Valmarina se laissa tomber sur la terre, et, ramené au souvenir d’Edméo de la manière la plus douloureuse, il croisa ses mains avec force sur sa large poitrine pour y refouler ses sanglots. On eût dit qu’il voulait retenir dans son cœur sa foi ébranlée par le blasphème. Il soutenait une agonie terrible comme le Christ à l’heure du calice empoisonné.

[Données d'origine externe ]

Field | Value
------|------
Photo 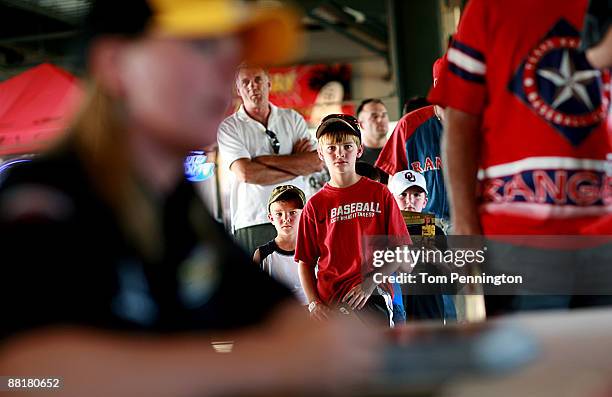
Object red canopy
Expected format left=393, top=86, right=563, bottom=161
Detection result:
left=0, top=63, right=82, bottom=156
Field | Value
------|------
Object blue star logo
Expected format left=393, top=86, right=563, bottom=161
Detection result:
left=508, top=19, right=607, bottom=146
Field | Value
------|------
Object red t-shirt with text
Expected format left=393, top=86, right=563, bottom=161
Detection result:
left=428, top=0, right=612, bottom=235
left=295, top=177, right=408, bottom=304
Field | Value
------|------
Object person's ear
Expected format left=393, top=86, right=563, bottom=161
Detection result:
left=357, top=143, right=363, bottom=158
left=88, top=37, right=128, bottom=97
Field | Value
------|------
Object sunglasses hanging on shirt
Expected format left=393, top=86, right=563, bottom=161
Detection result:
left=266, top=129, right=280, bottom=154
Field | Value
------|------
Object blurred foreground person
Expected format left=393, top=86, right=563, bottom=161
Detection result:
left=428, top=0, right=612, bottom=314
left=0, top=0, right=378, bottom=397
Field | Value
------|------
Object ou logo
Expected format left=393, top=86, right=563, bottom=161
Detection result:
left=404, top=172, right=416, bottom=182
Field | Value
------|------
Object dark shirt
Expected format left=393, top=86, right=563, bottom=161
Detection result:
left=0, top=145, right=291, bottom=337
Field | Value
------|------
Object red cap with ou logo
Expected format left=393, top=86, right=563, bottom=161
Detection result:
left=389, top=170, right=429, bottom=196
left=432, top=57, right=444, bottom=87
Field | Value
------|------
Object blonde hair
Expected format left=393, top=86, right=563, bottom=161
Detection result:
left=318, top=132, right=361, bottom=147
left=69, top=82, right=162, bottom=258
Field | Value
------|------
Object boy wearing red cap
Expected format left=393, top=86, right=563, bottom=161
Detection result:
left=295, top=114, right=408, bottom=325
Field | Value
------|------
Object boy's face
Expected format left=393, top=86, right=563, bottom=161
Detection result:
left=268, top=200, right=302, bottom=236
left=393, top=186, right=427, bottom=212
left=318, top=139, right=363, bottom=174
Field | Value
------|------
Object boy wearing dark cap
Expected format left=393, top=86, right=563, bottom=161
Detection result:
left=295, top=114, right=408, bottom=326
left=253, top=185, right=308, bottom=305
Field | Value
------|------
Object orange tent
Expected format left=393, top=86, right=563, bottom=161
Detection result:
left=0, top=63, right=82, bottom=156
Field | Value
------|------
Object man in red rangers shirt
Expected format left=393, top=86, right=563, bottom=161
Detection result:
left=428, top=0, right=612, bottom=310
left=295, top=114, right=408, bottom=325
left=429, top=0, right=612, bottom=235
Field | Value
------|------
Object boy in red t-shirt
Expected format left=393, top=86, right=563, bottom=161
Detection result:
left=295, top=114, right=408, bottom=325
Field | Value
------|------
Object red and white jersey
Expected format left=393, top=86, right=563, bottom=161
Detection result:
left=295, top=177, right=409, bottom=304
left=429, top=0, right=612, bottom=235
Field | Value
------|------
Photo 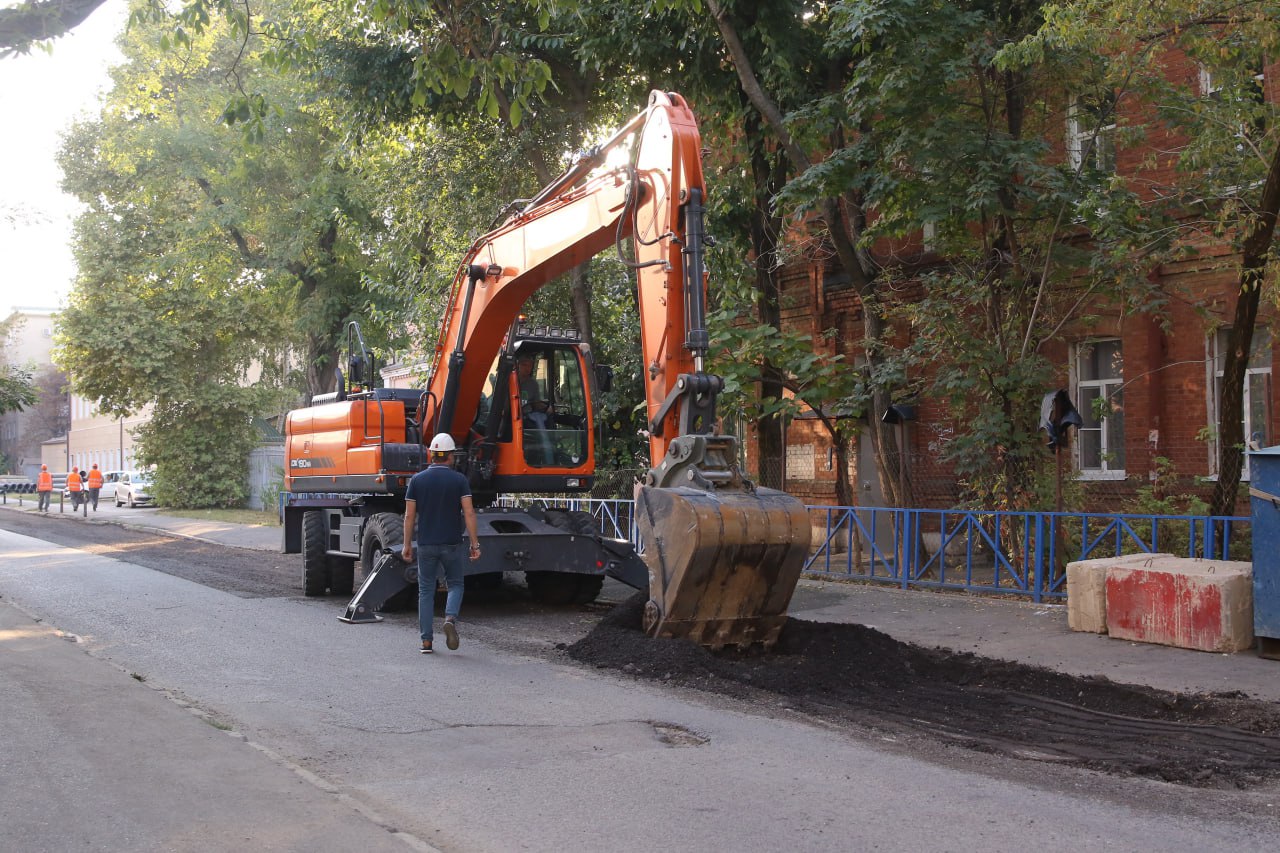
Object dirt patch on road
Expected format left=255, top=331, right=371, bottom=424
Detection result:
left=567, top=594, right=1280, bottom=788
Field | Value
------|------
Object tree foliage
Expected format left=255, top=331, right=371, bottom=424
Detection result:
left=58, top=0, right=385, bottom=503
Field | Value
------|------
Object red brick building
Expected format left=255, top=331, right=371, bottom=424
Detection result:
left=748, top=53, right=1280, bottom=514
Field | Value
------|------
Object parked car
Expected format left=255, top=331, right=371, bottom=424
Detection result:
left=115, top=471, right=155, bottom=507
left=97, top=471, right=128, bottom=501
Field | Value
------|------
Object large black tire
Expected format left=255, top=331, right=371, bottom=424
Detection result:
left=525, top=510, right=604, bottom=607
left=302, top=510, right=333, bottom=597
left=360, top=512, right=417, bottom=612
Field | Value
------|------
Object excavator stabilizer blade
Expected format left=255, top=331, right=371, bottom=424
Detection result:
left=636, top=485, right=810, bottom=649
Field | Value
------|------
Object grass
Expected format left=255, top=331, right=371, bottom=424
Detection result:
left=159, top=507, right=280, bottom=528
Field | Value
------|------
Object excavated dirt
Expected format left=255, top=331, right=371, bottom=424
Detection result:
left=566, top=593, right=1280, bottom=788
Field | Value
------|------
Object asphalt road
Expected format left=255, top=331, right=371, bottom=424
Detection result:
left=0, top=515, right=1280, bottom=852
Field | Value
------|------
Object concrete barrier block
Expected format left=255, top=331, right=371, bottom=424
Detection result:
left=1066, top=553, right=1172, bottom=634
left=1106, top=557, right=1253, bottom=652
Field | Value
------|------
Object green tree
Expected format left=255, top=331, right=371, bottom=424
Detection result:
left=0, top=364, right=38, bottom=415
left=1011, top=0, right=1280, bottom=515
left=59, top=1, right=387, bottom=505
left=0, top=0, right=106, bottom=56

Sténio pleurait aussi, car il était bon et sensible ; mais il attachait à ses larmes plus de prix qu’elles ne valaient. C’étaient des larmes de poëte qui coulaient aisément et qui lavaient mollement la trace de ses douleurs. Il ne comprenait pas les larmes de cet homme fort et généreux, qui ne pouvaient pas le soulager et qui retombaient sur le cœur comme une pluie de feu. Il ne savait pas que les douleurs combattues et comprimées de la force sont plus vives et plus dévorantes que celles auxquelles on donne un libre cours. La destinée de Sténio était de nier ce qu’il ne connaissait pas. Il crut que Trenmor rougissait d’un instant de pitié, et que, dans son héroïsme farouche, il immolait le souvenir d’Edméo dans son cœur comme il avait immolé sa vie dans le combat. Il s’éloigna triste, mécontent, malheureux aussi, car il avait de nobles instincts, et son âme était faite pour de nobles croyances… Il entra vers minuit dans le salon de Pulchérie. Elle était seule devant sa toilette, rêveuse et mélancolique. En voyant Sténio, qu’elle avait cru mort, apparaître derrière elle dans sa glace, elle crut voir un spectre, poussa un cri perçant, et tomba évanouie sur le parquet.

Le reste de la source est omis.